Niti Aayog to Draft Roadmap For Population Stabilisation
The Aayog said that India is at a stage where birth rates are falling but the population continues to grow.
Government think tank Niti Aayog on Friday, 20 December will hold a consultative meeting to discuss a roadmap for population stabilisation and come out with a working paper to address key gaps in India's family planning programmes.
Increasing the basket of contraceptive choices and helping women make informed choices about delaying pregnancy are among the key recommendations expected to emerge from the meeting, the Aayog said in a release.
The meeting, which is being organised in partnership with Population Foundation of India (PFI), will deliberate on ways and means of strengthening India’s population policy and family planning programmes.
Niti Aayog Vice Chairman Rajiv Kumar told PTI, "This is just a consultation. Niti is preparing a working paper as part of its vision 2035."

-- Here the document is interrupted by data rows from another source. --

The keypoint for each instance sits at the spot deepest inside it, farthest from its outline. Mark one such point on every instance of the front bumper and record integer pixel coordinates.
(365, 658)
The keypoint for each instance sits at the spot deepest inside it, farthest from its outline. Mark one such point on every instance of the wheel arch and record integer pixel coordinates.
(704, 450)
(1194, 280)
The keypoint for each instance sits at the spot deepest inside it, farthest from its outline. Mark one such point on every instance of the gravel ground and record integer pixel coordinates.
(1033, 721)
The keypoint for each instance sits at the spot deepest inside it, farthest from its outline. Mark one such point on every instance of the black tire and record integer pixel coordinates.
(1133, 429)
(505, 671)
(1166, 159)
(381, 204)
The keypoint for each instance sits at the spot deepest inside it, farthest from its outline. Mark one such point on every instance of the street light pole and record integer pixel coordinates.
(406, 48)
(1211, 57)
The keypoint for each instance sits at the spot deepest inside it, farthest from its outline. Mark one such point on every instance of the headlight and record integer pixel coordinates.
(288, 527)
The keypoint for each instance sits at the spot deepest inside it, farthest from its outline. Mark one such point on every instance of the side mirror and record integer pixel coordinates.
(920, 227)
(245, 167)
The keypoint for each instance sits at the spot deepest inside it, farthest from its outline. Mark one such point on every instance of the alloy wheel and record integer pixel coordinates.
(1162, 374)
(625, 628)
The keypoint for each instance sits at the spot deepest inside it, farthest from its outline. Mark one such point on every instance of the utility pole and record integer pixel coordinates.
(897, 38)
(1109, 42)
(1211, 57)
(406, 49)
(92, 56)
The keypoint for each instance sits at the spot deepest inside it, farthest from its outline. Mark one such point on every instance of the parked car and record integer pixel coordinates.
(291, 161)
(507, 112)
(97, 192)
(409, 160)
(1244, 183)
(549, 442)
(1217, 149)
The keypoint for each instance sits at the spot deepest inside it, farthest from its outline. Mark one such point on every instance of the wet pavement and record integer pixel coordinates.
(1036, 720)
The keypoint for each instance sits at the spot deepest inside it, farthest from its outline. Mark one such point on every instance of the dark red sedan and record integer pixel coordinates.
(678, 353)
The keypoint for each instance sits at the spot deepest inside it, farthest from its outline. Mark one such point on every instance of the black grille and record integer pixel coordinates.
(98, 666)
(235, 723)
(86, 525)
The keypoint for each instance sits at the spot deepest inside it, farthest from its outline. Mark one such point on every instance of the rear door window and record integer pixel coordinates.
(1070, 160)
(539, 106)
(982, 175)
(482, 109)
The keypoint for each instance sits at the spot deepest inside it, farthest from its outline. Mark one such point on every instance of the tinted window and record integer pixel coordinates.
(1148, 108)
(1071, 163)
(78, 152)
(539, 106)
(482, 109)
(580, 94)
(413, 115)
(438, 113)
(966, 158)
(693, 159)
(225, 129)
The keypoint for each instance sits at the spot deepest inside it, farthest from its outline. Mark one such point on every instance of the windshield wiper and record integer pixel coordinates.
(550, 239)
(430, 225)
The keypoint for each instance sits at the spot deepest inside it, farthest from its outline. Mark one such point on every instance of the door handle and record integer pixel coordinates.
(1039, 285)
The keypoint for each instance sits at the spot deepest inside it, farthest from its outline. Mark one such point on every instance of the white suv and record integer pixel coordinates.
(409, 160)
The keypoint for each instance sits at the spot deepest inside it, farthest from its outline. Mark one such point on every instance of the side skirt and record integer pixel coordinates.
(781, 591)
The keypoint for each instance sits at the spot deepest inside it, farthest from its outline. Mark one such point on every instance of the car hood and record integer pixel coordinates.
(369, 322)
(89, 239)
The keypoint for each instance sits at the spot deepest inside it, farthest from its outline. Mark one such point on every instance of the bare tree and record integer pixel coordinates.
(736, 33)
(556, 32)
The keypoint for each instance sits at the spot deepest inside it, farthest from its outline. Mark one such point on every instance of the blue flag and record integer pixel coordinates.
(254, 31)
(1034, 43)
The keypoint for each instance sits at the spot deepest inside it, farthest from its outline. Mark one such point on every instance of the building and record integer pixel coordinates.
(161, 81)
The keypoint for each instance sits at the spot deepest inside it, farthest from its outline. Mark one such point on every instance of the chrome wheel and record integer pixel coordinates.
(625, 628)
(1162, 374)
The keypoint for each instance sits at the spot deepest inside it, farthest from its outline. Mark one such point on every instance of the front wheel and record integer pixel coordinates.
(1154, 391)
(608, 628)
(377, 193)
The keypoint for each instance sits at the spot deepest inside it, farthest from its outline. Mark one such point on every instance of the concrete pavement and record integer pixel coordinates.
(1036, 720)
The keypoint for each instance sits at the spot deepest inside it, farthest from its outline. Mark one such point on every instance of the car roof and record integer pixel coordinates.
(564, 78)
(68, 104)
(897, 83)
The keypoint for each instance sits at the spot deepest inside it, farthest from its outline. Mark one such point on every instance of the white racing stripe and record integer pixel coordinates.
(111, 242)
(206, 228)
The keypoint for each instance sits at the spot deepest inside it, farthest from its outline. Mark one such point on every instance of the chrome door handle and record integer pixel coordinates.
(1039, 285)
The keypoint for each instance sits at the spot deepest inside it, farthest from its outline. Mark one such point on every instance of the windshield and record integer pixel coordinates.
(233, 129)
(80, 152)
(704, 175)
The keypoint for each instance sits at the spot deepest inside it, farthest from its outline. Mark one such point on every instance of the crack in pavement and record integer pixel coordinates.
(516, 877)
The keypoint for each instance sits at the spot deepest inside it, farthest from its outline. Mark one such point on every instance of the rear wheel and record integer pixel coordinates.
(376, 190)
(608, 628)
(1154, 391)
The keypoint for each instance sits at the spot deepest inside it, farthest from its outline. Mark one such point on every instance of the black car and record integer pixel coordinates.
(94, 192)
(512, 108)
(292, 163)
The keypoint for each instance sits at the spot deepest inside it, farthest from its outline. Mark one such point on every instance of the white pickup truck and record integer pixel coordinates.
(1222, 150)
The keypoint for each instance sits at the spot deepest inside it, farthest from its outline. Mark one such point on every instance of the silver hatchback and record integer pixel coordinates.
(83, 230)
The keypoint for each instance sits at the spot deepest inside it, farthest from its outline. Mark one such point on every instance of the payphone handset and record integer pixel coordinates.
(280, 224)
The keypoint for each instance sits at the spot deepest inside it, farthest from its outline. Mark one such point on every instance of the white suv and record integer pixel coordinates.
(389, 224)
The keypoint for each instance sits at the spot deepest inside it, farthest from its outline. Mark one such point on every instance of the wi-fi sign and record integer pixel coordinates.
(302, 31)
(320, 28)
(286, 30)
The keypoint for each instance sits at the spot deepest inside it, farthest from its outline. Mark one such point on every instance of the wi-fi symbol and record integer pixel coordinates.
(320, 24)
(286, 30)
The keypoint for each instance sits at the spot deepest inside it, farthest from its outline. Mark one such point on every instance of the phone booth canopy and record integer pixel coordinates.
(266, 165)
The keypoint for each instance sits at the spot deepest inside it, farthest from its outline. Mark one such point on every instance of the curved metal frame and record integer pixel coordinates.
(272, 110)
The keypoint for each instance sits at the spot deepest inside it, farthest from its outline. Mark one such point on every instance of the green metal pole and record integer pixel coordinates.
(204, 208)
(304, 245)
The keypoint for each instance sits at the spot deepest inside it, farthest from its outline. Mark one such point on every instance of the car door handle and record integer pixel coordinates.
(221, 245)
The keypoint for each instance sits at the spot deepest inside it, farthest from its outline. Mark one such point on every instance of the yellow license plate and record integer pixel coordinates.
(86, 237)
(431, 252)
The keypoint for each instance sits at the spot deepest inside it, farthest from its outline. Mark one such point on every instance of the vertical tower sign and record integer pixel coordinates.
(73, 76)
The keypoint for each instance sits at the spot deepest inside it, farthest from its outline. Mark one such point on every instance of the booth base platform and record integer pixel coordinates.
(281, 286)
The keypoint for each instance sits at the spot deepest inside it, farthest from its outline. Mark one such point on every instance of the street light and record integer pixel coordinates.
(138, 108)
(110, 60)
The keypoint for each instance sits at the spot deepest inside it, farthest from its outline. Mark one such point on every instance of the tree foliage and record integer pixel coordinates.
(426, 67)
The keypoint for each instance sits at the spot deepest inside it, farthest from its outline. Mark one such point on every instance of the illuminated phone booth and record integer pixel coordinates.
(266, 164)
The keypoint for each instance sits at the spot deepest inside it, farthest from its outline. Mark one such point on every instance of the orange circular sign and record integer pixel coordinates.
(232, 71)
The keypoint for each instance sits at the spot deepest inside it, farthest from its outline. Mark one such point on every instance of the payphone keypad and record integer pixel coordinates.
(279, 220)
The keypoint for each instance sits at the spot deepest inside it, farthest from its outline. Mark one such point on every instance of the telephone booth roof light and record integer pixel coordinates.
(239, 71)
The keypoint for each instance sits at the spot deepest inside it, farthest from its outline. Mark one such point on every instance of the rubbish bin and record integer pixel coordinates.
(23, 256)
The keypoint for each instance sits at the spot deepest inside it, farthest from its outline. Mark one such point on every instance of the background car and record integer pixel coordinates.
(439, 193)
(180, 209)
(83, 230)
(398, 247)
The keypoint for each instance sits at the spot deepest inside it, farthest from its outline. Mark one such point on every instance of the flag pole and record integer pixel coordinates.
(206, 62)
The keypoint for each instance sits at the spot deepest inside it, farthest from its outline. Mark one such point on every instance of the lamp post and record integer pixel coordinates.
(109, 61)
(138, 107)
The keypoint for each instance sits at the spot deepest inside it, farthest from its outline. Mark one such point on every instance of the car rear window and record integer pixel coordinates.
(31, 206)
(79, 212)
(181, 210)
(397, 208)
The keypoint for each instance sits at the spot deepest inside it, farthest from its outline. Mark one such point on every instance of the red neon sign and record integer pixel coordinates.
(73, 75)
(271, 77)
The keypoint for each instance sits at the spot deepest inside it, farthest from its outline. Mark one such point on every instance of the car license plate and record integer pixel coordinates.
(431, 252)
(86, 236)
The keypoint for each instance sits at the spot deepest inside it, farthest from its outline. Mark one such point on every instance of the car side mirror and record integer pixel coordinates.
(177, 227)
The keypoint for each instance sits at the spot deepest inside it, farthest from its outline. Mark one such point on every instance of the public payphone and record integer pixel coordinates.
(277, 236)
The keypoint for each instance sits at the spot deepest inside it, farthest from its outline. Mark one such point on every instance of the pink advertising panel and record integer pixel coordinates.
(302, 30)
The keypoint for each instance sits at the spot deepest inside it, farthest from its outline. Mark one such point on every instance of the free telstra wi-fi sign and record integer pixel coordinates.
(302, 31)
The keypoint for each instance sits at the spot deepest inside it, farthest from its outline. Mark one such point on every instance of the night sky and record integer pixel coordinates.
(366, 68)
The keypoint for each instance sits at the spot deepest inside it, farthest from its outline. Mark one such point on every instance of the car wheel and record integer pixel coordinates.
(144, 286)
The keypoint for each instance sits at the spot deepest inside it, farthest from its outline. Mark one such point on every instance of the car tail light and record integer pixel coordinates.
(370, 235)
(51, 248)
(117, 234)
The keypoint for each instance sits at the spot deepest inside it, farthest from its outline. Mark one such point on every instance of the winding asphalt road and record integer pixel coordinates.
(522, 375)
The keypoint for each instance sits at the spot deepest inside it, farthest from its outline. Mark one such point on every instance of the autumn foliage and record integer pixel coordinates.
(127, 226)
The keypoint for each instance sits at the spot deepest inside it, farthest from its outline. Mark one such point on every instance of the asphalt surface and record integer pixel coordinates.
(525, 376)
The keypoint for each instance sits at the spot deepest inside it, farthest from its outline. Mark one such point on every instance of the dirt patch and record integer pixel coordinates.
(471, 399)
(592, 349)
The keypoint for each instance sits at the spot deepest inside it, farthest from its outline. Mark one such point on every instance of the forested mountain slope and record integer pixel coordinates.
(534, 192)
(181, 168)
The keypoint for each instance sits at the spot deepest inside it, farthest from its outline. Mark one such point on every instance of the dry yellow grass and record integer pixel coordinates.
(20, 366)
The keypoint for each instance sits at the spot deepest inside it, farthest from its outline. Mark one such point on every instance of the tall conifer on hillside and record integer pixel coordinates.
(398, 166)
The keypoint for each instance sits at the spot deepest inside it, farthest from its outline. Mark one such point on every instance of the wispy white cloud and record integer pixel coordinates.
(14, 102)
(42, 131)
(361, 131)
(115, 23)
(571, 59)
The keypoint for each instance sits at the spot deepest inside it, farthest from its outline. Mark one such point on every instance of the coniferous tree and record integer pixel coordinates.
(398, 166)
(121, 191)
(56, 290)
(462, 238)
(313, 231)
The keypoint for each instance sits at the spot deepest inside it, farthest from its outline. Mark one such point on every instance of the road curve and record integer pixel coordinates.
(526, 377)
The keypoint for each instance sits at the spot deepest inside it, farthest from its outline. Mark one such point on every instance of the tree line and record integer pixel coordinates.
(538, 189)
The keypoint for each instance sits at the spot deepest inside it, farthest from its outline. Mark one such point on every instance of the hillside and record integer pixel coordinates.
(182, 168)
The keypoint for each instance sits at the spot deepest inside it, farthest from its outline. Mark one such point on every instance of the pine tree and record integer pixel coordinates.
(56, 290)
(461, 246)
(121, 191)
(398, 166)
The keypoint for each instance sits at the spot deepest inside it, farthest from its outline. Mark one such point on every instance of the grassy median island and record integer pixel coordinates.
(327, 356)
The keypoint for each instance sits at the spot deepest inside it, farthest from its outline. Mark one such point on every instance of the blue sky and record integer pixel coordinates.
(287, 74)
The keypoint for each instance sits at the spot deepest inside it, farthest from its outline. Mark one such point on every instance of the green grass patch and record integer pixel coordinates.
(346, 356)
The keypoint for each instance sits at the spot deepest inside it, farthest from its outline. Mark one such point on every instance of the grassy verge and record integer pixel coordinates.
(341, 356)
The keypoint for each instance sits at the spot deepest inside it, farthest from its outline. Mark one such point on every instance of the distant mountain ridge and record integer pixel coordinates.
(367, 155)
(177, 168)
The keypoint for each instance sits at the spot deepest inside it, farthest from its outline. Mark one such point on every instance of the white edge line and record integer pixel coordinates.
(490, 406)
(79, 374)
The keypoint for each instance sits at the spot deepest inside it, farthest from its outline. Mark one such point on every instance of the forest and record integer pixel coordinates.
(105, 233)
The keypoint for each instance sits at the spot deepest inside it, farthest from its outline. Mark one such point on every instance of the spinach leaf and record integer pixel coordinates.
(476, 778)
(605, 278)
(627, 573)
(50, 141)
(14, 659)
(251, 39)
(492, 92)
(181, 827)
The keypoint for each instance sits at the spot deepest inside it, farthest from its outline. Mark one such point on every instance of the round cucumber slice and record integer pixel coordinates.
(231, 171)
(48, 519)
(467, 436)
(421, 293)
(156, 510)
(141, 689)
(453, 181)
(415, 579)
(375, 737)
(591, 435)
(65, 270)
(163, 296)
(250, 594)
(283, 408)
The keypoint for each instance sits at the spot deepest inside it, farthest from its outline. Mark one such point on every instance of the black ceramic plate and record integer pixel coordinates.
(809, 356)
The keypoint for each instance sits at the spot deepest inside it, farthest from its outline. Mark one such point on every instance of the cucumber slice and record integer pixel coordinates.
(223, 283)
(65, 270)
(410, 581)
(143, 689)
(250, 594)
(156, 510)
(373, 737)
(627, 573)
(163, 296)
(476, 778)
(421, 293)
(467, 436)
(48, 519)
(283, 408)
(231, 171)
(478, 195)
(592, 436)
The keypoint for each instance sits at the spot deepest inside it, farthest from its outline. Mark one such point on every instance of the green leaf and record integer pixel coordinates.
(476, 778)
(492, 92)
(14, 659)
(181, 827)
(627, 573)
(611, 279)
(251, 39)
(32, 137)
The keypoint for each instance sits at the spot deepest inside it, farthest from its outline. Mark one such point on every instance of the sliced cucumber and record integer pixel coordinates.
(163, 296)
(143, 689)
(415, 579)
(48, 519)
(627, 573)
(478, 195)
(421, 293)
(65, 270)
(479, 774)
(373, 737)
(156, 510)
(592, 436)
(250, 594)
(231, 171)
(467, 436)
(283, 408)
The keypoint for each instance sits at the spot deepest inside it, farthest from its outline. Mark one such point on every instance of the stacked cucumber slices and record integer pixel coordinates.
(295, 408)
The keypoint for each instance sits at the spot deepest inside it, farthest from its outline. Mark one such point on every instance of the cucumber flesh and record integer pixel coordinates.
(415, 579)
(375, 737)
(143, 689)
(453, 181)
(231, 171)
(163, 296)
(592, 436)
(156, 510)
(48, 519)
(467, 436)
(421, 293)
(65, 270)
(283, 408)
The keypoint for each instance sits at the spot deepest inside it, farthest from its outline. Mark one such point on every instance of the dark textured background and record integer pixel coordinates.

The Aayog said that India is at a stage where birth rates are falling but the population continues to grow due to the fact that more than 30 per cent of the population is young and in the reproductive age group.
“Nearly 30 million currently married women in the age group of 15-49 years within this critical cohort of young people have unmet needs in family planning, which limit their ability to delay or avoid pregnancy by not having access or the agency to use contraception,” it said.
The think tank said that the recommendations from the consultation will contribute to a Niti Aayog working paper to help achieve India's vision of attaining population stabilisation, as voiced by Prime Minister Narendra Modi on August 15, 2019.
India, with a current population size of 1.37 billion, has the second largest population in the world, the Aayog said, adding that for the country to realise its sustainable development goals and economic aspirations, it is important to ensure that people have informed access to contraception and quality family planning services.
Some key recommendations expected to emerge from the meeting are "increasing the basket of contraceptive choices, with greater focus on spacing methods and helping women make informed choices about delaying pregnancy and spacing between children".
The working paper, the Aayog said, is expected to address key gaps in India's family planning programmes and will offer constructive recommendations to address regional disparities in outcomes by focusing on adolescents and youths, inter-departmental convergence, demand generation, access to contraceptive services and quality of care.
Stating that family planning is considered universally as the smartest development investment, the Aayog said that some of the key recommendations expected to emerge from the meeting include addressing social determinants of health such as age at marriage and sex-selective practices.
The Aayog also expects that other key recommendations expected to emerge from the meeting include treating population stabilisation and family planning as a national priority, fostering inter-departmental convergence and ensuring multi-sectoral participation and integration.
The meeting will also discuss about existing socio-cultural barriers towards contraception by investing extensively in innovative behaviour-change communication strategies.